CMC Capital Partners closes US$600m US dollar fund
CMC’s second US dollar fund will focus on investing in online and offline media
CMC Capital Partners, one of China’s most influential media and entertainment investors, announced on Wednesday that it had completed fundraising for its second US dollar fund having reached its target of US$600 million.
CMC operates two US dollar funds and two yuan funds. It owns key stakes in Hong Kong’s dominant free-to-air broadcaster Television Broadcasts (TVB) and film studio Shaw Brothers, and is also a minority shareholder of Los Angeles-based Creative Artists Agency (CAA).
This latest fund will focus its investments on the media and entertainment, the online technology and media, and the events industries, following the model of CMC’s first US dollar fund, the company said in a statement.
The investors include international institutional investors from North America, Europe and the Middle East, the statement added.
“Chinese companies are playing an increasingly important role in the area in which we are operating,” said Li Ruigang, CMC’s founder and chairman, who has been dubbed China’s Rupert Murdoch.
“As in the past, we are heartened by the trust of our previous investors, and by the vigorous support of our new investors.”
CMC’s shareholders include Tencent and Alibaba, which owns the South China Morning Post.
Competition has become increasingly fierce for Chinese firms operating in the media and entertainment industry, both at home and abroad.
Wanda Group, for example accounts for 12 per cent of global box office spend, according to its website, and owns 1,352 cinemas around the world.
Last year, Alibaba itself said it would launch a 10 billion yuan an investment fund targeting China’s cultural, media and entertainment sectors, and create a separate cultural and entertainment group to manage its different activities in this sector.
Chinese investments overseas have not been without controversy, and in Hong Kong, CMC’s stake in TVB has generated headlines.
Speaking in Hong Kong last month, Li dismissed those who questioned his background and called him a Chinese communist.
“I sit on the board of Creative Artists Agency – no one suspects that I am going to turn Hollywood red,” he said. “But here in Hong Kong, how come some people labelled me in this way?”
Li also said that Hong Kong’s regulators should create a more welcoming regulatory system in line with global trends to attract investment.
Separately, TVB said in a stock exchange filing on Wednesday that CMC has the right to nominate two of the broadcaster’s directors.
The Securities and Futures Commission had previously raised concerns over CMC’s rights to appoint and remove TVB directors.

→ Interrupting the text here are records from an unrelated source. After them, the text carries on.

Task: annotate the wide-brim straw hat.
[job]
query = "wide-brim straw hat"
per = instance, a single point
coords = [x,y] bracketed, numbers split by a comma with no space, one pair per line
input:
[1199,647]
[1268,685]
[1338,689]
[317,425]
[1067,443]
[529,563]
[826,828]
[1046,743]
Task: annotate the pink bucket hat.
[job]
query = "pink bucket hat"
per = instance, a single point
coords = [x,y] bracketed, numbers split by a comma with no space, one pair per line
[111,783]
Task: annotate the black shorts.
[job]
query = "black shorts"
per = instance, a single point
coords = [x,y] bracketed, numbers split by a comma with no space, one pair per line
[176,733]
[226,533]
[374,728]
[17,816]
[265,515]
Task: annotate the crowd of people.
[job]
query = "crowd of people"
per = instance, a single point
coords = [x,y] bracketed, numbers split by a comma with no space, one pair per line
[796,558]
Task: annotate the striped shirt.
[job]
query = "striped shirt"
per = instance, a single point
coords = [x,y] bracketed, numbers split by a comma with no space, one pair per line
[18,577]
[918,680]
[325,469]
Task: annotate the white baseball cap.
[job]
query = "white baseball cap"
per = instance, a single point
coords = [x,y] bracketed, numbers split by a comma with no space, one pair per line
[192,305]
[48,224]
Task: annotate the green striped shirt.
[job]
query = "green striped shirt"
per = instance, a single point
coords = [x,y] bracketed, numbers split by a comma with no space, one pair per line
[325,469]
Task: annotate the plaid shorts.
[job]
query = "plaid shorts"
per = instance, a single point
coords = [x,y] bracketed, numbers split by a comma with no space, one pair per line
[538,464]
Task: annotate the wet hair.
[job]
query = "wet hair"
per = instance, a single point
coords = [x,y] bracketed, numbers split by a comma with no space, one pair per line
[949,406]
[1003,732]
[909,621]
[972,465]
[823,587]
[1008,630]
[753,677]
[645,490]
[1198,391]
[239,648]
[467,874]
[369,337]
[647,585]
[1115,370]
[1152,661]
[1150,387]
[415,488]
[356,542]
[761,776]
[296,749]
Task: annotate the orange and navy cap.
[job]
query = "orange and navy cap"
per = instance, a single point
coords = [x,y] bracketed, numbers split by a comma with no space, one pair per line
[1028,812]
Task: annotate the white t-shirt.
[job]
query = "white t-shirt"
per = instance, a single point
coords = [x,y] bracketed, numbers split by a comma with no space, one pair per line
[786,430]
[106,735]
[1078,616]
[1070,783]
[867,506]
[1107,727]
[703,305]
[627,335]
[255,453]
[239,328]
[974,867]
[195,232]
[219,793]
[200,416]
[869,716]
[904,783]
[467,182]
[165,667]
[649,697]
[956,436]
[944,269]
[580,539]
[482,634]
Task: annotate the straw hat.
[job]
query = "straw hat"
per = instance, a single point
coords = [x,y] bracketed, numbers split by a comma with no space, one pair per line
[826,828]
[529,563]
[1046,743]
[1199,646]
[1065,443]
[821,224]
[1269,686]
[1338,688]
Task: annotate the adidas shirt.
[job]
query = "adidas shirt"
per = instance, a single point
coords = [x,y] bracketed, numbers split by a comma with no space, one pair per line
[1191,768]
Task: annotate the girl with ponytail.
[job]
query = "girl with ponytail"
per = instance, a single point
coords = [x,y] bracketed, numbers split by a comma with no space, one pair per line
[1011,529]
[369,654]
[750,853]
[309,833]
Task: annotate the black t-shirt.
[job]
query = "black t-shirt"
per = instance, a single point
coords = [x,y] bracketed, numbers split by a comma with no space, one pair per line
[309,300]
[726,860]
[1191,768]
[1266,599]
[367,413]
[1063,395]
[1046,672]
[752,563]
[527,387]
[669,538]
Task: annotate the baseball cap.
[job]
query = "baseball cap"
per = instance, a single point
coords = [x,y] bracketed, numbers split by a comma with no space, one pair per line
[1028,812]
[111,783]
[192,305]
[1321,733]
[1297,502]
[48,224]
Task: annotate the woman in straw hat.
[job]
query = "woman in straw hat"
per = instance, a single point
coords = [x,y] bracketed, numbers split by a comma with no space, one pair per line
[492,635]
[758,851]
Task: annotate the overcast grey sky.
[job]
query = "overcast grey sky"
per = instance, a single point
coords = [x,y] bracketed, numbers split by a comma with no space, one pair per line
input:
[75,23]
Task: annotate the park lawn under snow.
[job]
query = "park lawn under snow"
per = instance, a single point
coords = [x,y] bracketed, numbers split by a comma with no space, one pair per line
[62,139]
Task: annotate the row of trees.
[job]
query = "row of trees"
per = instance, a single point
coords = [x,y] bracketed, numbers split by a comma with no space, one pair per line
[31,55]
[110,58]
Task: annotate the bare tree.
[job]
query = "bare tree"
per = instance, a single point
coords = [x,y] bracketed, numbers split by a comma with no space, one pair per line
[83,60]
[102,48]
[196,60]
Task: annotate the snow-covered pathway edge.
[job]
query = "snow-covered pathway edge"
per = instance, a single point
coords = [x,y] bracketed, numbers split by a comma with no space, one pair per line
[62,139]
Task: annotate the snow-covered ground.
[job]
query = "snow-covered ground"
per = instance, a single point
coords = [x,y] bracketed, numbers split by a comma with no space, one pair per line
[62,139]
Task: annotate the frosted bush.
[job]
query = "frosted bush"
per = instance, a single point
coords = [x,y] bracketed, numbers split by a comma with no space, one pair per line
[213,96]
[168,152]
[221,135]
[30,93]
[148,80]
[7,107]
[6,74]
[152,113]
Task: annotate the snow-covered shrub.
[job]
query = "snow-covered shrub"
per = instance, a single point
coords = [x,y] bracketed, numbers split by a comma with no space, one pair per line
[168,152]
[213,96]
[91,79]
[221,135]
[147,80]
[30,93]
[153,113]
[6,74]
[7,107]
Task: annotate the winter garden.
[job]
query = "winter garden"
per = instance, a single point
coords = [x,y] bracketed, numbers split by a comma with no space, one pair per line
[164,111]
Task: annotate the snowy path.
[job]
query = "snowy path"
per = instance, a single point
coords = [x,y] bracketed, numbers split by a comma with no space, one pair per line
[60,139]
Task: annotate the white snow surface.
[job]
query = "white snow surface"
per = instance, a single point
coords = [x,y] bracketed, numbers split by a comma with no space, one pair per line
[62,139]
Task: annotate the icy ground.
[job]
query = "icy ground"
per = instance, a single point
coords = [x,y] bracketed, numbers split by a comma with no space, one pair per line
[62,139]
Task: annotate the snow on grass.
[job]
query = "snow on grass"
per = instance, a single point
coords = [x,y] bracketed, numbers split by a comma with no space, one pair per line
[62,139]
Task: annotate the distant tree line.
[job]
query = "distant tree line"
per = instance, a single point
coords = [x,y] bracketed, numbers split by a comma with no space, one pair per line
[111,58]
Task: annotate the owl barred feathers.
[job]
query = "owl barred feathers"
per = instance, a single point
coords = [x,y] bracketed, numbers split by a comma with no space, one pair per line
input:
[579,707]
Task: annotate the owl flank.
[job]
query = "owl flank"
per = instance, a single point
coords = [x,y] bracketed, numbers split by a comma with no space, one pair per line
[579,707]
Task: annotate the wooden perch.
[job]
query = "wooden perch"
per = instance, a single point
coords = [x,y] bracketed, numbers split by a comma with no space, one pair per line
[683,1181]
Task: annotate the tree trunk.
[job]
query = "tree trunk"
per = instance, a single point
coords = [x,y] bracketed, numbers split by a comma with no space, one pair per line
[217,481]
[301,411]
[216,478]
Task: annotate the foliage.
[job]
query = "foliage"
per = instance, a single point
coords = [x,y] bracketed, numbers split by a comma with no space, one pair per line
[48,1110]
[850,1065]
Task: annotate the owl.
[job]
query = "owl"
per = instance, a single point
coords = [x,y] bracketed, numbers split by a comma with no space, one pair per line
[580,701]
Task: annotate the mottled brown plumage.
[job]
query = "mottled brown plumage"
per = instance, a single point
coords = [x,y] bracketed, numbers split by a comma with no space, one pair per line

CMC is the single largest shareholder in TVB through its investment in holding company Young Lion, which owns a 26 per cent stake in the broadcaster.
At present, Young Lion has the right to nominate four directors of TVB.
According to Wednesday’s filing on the Hong Kong Stock Exchange website, CMC has the right to nominate two of these.
Charles Chan, the current chairman of TVB, has the right to nominate one director through his control of another holding company, Innovative View Holdings, which is also invested in Young Lion.
According to its website, TVB currently has 12 directors. These include Chan, the chairman, and Li, who serves as vice-chairman.
The SFC were also concerned that Li might not have substantial equity interest in CMC and may not be the ultimate controlling shareholder. Li strongly refuted these concerns last month.
Innovative View controls a majority of the voting shares in Young Lion, though CMC indirectly controls a majority of the total shares.
CMC also has the right to require Innovative View to sell all of its voting shares in Young Lion to a third party ordinarily resident in Hong Kong and nominated by CMC.